Overcast this early Thursday on California’s north coast, though, the NWS forecasts ‘Partly Sunny‘ for today, and clear tomorrow.
The dinky drizzle expected for last night and this morning never even dinked at all, with the next big storm scheduled for Saturday.
Beyond the anxiety-driven despair of this election, how about some even worse shit than a T-Rump presidency — we might not be able to handle climate change. A new UN report suggests even with global climate accords, action might be too-little, too-late.
The Washington Post this morning:
“It’s just too little, and it’s not happening quickly enough,” said Jacqueline McGlade, UNEP’s chief scientist.
“If we don’t see emissions peaking by 2020, then the chances of getting to 1.5 degrees is vanishingly small.”
Optimism lacking on so-many levels…
(Illustration found here).
Maybe 2016 the year of the loser — the Cubs, however, most-likely the only real winner, but still, there’s Cleveland — and the whole shebang overshadowed by way-likely the most disruptive, disastrous individual in recent American memory — T-Rump. If you support him, you really should seek a mental-health professional.
We have ‘only’ one environment. Global warming by far the greatest problem facing all of humanity right now, though, you wouldn’t believe that during this freak-show, fuck-up of a US presidential election — almost nary a word.
Julia Louis-Dreyfus tapped T-Rump’s influence in an interview yesterday: ‘“Donald Trump talks a lot about building a wall, his pervy love of Putin, and fake colleges he can bankrupt for profit. One thing he doesn’t talk much about is climate change, because he doesn’t believe in it — and because it doesn’t have a grabbable p- – -y.”‘
And be afraid, way-fucking afraid if T-Rump makes the Oval Office — all/any optimism will be flushed down the giant, carbon-emissions’ toilet.

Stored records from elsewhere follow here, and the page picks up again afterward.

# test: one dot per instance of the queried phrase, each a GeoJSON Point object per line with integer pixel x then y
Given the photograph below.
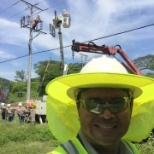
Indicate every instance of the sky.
{"type": "Point", "coordinates": [91, 20]}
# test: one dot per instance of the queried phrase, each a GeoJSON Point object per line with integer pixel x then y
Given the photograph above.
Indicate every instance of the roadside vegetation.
{"type": "Point", "coordinates": [16, 138]}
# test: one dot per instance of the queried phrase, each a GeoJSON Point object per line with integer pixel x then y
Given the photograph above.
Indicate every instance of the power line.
{"type": "Point", "coordinates": [14, 16]}
{"type": "Point", "coordinates": [130, 30]}
{"type": "Point", "coordinates": [50, 7]}
{"type": "Point", "coordinates": [107, 36]}
{"type": "Point", "coordinates": [9, 7]}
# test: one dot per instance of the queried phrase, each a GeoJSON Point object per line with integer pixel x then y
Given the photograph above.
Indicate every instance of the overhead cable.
{"type": "Point", "coordinates": [107, 36]}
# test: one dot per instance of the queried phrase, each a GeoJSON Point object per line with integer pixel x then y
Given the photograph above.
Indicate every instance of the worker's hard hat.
{"type": "Point", "coordinates": [8, 105]}
{"type": "Point", "coordinates": [19, 104]}
{"type": "Point", "coordinates": [99, 72]}
{"type": "Point", "coordinates": [2, 104]}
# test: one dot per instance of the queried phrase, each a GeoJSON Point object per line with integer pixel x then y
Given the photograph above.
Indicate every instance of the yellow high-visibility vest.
{"type": "Point", "coordinates": [74, 146]}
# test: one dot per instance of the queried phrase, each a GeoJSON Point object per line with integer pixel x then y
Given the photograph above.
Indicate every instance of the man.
{"type": "Point", "coordinates": [111, 109]}
{"type": "Point", "coordinates": [21, 112]}
{"type": "Point", "coordinates": [10, 112]}
{"type": "Point", "coordinates": [3, 111]}
{"type": "Point", "coordinates": [35, 22]}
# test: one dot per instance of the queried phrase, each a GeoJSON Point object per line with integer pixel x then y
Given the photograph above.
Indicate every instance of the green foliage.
{"type": "Point", "coordinates": [20, 75]}
{"type": "Point", "coordinates": [48, 70]}
{"type": "Point", "coordinates": [21, 87]}
{"type": "Point", "coordinates": [17, 138]}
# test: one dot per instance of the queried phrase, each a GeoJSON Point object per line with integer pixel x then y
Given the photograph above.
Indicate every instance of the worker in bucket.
{"type": "Point", "coordinates": [100, 110]}
{"type": "Point", "coordinates": [10, 112]}
{"type": "Point", "coordinates": [3, 111]}
{"type": "Point", "coordinates": [21, 110]}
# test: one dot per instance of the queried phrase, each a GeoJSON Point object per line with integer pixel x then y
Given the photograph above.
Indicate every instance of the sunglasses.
{"type": "Point", "coordinates": [98, 106]}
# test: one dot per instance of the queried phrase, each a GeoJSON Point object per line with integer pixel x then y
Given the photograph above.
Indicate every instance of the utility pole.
{"type": "Point", "coordinates": [28, 22]}
{"type": "Point", "coordinates": [83, 61]}
{"type": "Point", "coordinates": [64, 20]}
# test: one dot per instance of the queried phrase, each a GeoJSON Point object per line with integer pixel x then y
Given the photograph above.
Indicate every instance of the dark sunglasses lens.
{"type": "Point", "coordinates": [118, 104]}
{"type": "Point", "coordinates": [114, 105]}
{"type": "Point", "coordinates": [93, 106]}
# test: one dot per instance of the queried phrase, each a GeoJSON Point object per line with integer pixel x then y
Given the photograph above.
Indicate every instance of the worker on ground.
{"type": "Point", "coordinates": [3, 111]}
{"type": "Point", "coordinates": [21, 110]}
{"type": "Point", "coordinates": [35, 22]}
{"type": "Point", "coordinates": [101, 109]}
{"type": "Point", "coordinates": [10, 112]}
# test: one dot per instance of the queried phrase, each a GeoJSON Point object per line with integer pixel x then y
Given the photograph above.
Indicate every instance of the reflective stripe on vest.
{"type": "Point", "coordinates": [69, 147]}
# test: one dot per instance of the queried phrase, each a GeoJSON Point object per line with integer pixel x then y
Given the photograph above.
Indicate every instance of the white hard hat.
{"type": "Point", "coordinates": [19, 104]}
{"type": "Point", "coordinates": [8, 105]}
{"type": "Point", "coordinates": [103, 72]}
{"type": "Point", "coordinates": [104, 64]}
{"type": "Point", "coordinates": [2, 104]}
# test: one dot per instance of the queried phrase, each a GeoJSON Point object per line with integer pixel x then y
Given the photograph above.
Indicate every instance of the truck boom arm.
{"type": "Point", "coordinates": [92, 48]}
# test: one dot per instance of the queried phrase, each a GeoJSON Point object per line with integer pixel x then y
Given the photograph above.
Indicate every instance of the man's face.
{"type": "Point", "coordinates": [106, 128]}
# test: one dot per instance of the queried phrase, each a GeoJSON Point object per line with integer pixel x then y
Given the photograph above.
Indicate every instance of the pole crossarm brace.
{"type": "Point", "coordinates": [28, 22]}
{"type": "Point", "coordinates": [93, 48]}
{"type": "Point", "coordinates": [31, 5]}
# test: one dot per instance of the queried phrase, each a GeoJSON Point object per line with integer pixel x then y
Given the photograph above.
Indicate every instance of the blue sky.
{"type": "Point", "coordinates": [90, 19]}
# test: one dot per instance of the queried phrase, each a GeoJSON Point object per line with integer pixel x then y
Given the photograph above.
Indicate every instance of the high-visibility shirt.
{"type": "Point", "coordinates": [74, 146]}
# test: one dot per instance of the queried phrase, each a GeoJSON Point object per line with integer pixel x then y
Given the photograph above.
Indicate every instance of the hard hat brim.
{"type": "Point", "coordinates": [61, 107]}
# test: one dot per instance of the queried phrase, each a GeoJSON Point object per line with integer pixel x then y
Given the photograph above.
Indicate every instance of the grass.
{"type": "Point", "coordinates": [17, 138]}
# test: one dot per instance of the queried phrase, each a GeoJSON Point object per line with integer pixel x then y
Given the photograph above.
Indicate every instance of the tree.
{"type": "Point", "coordinates": [48, 70]}
{"type": "Point", "coordinates": [20, 75]}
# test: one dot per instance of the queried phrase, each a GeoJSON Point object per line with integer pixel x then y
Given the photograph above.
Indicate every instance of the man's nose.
{"type": "Point", "coordinates": [107, 114]}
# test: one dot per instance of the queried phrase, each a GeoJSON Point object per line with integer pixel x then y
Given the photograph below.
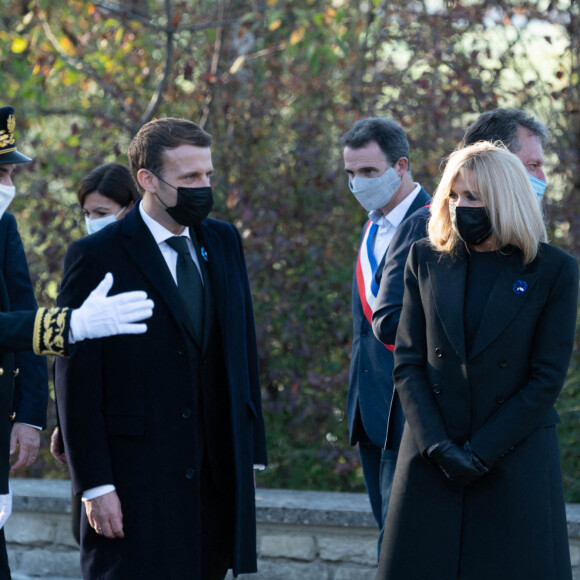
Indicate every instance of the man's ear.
{"type": "Point", "coordinates": [401, 166]}
{"type": "Point", "coordinates": [147, 180]}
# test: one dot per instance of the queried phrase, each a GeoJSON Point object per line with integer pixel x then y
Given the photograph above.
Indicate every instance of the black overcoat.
{"type": "Point", "coordinates": [127, 404]}
{"type": "Point", "coordinates": [511, 524]}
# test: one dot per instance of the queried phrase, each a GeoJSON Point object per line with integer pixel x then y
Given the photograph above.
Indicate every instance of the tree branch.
{"type": "Point", "coordinates": [156, 99]}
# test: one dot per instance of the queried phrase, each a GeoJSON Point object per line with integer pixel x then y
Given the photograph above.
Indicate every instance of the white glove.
{"type": "Point", "coordinates": [5, 508]}
{"type": "Point", "coordinates": [101, 315]}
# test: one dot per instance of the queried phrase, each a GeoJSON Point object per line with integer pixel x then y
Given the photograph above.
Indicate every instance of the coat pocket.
{"type": "Point", "coordinates": [125, 425]}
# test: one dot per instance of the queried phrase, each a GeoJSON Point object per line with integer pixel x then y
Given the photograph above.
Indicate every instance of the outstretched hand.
{"type": "Point", "coordinates": [101, 315]}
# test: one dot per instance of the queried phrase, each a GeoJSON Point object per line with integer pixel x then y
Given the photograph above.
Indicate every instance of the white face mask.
{"type": "Point", "coordinates": [538, 185]}
{"type": "Point", "coordinates": [375, 192]}
{"type": "Point", "coordinates": [97, 224]}
{"type": "Point", "coordinates": [7, 193]}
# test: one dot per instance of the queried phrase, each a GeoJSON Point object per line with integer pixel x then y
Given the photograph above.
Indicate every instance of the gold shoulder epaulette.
{"type": "Point", "coordinates": [51, 327]}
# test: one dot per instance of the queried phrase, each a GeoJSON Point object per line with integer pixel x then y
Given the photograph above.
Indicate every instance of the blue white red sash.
{"type": "Point", "coordinates": [366, 268]}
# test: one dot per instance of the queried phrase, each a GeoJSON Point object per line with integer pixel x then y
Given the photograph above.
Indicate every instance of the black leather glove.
{"type": "Point", "coordinates": [459, 464]}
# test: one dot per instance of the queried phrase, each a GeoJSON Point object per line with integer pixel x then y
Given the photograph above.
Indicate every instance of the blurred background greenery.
{"type": "Point", "coordinates": [277, 82]}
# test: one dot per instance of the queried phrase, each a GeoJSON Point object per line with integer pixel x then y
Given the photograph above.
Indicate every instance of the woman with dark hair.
{"type": "Point", "coordinates": [481, 354]}
{"type": "Point", "coordinates": [106, 194]}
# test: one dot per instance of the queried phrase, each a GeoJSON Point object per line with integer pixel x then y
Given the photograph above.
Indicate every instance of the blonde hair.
{"type": "Point", "coordinates": [504, 187]}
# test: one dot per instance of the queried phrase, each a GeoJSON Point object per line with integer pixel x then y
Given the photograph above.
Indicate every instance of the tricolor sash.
{"type": "Point", "coordinates": [366, 268]}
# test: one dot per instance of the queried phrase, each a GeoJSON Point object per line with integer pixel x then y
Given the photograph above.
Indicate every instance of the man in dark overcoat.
{"type": "Point", "coordinates": [164, 434]}
{"type": "Point", "coordinates": [23, 388]}
{"type": "Point", "coordinates": [376, 160]}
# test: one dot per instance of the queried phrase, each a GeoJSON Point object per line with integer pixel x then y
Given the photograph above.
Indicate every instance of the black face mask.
{"type": "Point", "coordinates": [471, 223]}
{"type": "Point", "coordinates": [193, 204]}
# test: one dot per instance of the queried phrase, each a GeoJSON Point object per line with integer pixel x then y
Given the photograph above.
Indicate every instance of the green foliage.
{"type": "Point", "coordinates": [277, 83]}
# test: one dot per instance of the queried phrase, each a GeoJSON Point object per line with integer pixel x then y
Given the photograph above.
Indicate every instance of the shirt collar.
{"type": "Point", "coordinates": [159, 232]}
{"type": "Point", "coordinates": [397, 214]}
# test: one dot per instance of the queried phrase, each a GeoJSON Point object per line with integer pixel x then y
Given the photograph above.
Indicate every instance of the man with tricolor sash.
{"type": "Point", "coordinates": [376, 160]}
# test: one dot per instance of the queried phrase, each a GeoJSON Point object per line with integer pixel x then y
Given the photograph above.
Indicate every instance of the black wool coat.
{"type": "Point", "coordinates": [127, 405]}
{"type": "Point", "coordinates": [511, 524]}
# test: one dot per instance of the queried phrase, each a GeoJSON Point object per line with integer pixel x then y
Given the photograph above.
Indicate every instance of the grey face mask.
{"type": "Point", "coordinates": [375, 192]}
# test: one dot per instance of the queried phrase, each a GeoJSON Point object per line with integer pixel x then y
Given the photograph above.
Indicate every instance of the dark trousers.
{"type": "Point", "coordinates": [4, 568]}
{"type": "Point", "coordinates": [378, 467]}
{"type": "Point", "coordinates": [217, 523]}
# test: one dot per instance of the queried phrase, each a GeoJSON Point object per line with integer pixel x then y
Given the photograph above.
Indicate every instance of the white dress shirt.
{"type": "Point", "coordinates": [389, 223]}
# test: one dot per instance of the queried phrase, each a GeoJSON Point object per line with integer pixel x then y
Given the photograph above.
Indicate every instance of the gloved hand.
{"type": "Point", "coordinates": [459, 464]}
{"type": "Point", "coordinates": [5, 508]}
{"type": "Point", "coordinates": [101, 315]}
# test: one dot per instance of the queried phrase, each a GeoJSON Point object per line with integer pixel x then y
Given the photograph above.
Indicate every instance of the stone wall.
{"type": "Point", "coordinates": [301, 535]}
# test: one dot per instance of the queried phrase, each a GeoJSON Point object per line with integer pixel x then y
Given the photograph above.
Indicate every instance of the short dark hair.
{"type": "Point", "coordinates": [387, 133]}
{"type": "Point", "coordinates": [112, 180]}
{"type": "Point", "coordinates": [502, 125]}
{"type": "Point", "coordinates": [147, 147]}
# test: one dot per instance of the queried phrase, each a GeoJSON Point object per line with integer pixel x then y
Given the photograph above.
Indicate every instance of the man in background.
{"type": "Point", "coordinates": [376, 160]}
{"type": "Point", "coordinates": [23, 390]}
{"type": "Point", "coordinates": [525, 137]}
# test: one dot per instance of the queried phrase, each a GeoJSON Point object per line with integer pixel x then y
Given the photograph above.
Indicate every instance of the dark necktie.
{"type": "Point", "coordinates": [189, 283]}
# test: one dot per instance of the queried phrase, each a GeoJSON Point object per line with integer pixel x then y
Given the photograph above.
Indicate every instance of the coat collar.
{"type": "Point", "coordinates": [421, 200]}
{"type": "Point", "coordinates": [212, 260]}
{"type": "Point", "coordinates": [448, 280]}
{"type": "Point", "coordinates": [143, 249]}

Science writer Chris Mooney continues at the Post on the UN report, and puts a way-complicated situation into this nutshell:
However, to hold global warming below 2 degrees (at least with good odds), the world can emit no more than 1,000 gigatons of carbon dioxide from the year 2011 onwards — the famous carbon budget.
And given that it’s 2016 already, that number has already shrunken a good bit, by about 150 gigatons.
And of course, the carbon budget is even narrower to hold warming to 1.5 degrees Celsius.
This is the logic behind the inescapable emissions “gap”: If we want to hold global warming to 1.5 C, we need to be emitting only 38.8 gigatons of carbon dioxide equivalents by the year 2030.
For 2 degrees C, there’s only slightly more leeway — 41.8 gigatons.
The promises countries have made under the Paris agreement don’t remotely get there — at best, they’d have us at about 53.4 billion tons in 2030.
The emissions gap is therefore between 12 and 14 gigatons per year if you want to keep the planet at 2 degrees, and between 15 and 17 gigatons per year for 1.5 degrees, says UNEP.
“When you think that one gigaton is the equivalent of taking all European vehicles off the road for one year, and the gap is between 12 and 14 gigatons, you see what the scale of the problem is,” explains McGlade.